The setup, or at least one of the multiple setups within the film, involves a horrific terrorist attack during Christmas, where a group of gunmen mow down hundreds of civilians during rush hour. A special police force is dispatched to stop them, only for the death toll to rise as attack spreads into a local hospital.
It's a punishing and direct way to start a movie. Already, we're riddled with questions. Who did this? Why? What could be worth such carnage? Two hours later, I still couldn't give an answer to any of these questions. Sure, we're told something resembling answers, but all they do is raise more questions and concerns. Every revelation is a built on a foundation of incoherence.
The stacked cast, including Hong Kong movie veterans Louis Koo, Takeshi Kaneshiro, and Tony Leung Ka-fai, do what they can with the material. They look gorgeous and cool, posing against increasingly absurdly lit backdrops, but that's all. To call their characters paper thin would be lie, as I don't think paper thin enough has been invented yet to justify the comparison.
When the action picks up, it's clear that filmmaker Juno Mak, who writes and directs, has taken his Johnnie To films to heart. The violence is ultra-specific and brutal, yet it's more focused on looking cool in stills rather than being functional. Unlike John Woo, whose shootouts are always on the move and packed with details, Mak highlights the singular moments that occur between the trigger pulls. Those split-seconds where characters peer down the barrel of the gun or when the muzzle flare lights them just right.
Again, it looks cool. Especially when Mak goes to town on a repeating motif of droplets of blood coating falling snow in mid-air. But because it doesn't mean anything, it quickly becomes tiring. These are screensavers or loading screens to a game, not an actually coherent narrative.
In one fascinating moment halfway through the film, Mak discovers an inkling of a curiosity that holds promise. Two old friends share shark fin soup during the dead of winter. The cook knows something is up, so he asks his friend to give an honest opinion on the food. "It was always too salty", his friend replies. In an instant, the cook knows his time is up.
It's a simple enough scene, but so full of unspoken history and context that it proves the most interesting one in the entire film. Sadly, it goes nowhere, and within minutes we've lost the plot again. Yet it's clear that Mak knows how to craft intriguing mysteries and work with characters.
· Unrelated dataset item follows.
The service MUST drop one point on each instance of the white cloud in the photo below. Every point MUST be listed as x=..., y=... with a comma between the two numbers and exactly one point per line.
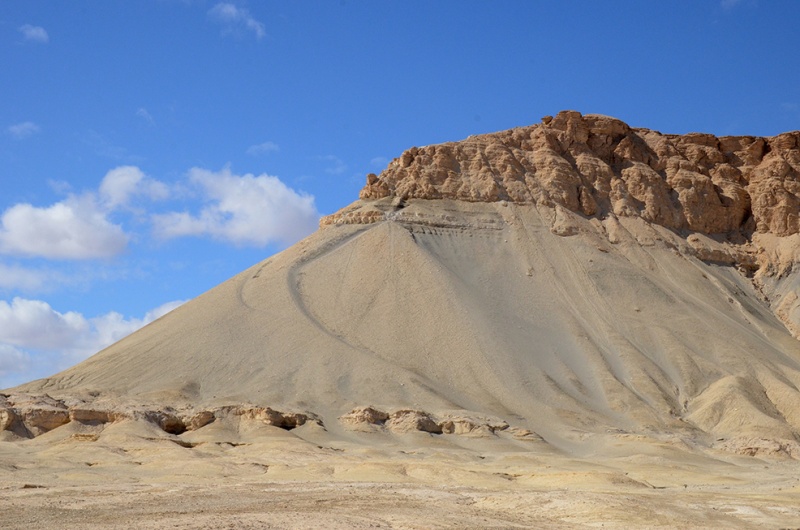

For whatever reason, be that the hellish production time or endless post-production, Sons of the Neon Night loses these successes in an ocean of muddled posturing.
After the screening, I overheard someone mention the original cut for Sons of the Neon Night was closer to five hours. Another suggested this was intended as two films, before a rushed edit pushed it for the festival lineup.
Whatever the reason for its final shape, Sons of the Neon Night is in no way ready for release. It's a messy, unfinished chore that has no neither beginning nor end. Instead, it plays like three episodes midway through a second season of a series that nobody has seen yet.
The end result is so chaotic it pushes away even the most willing participant.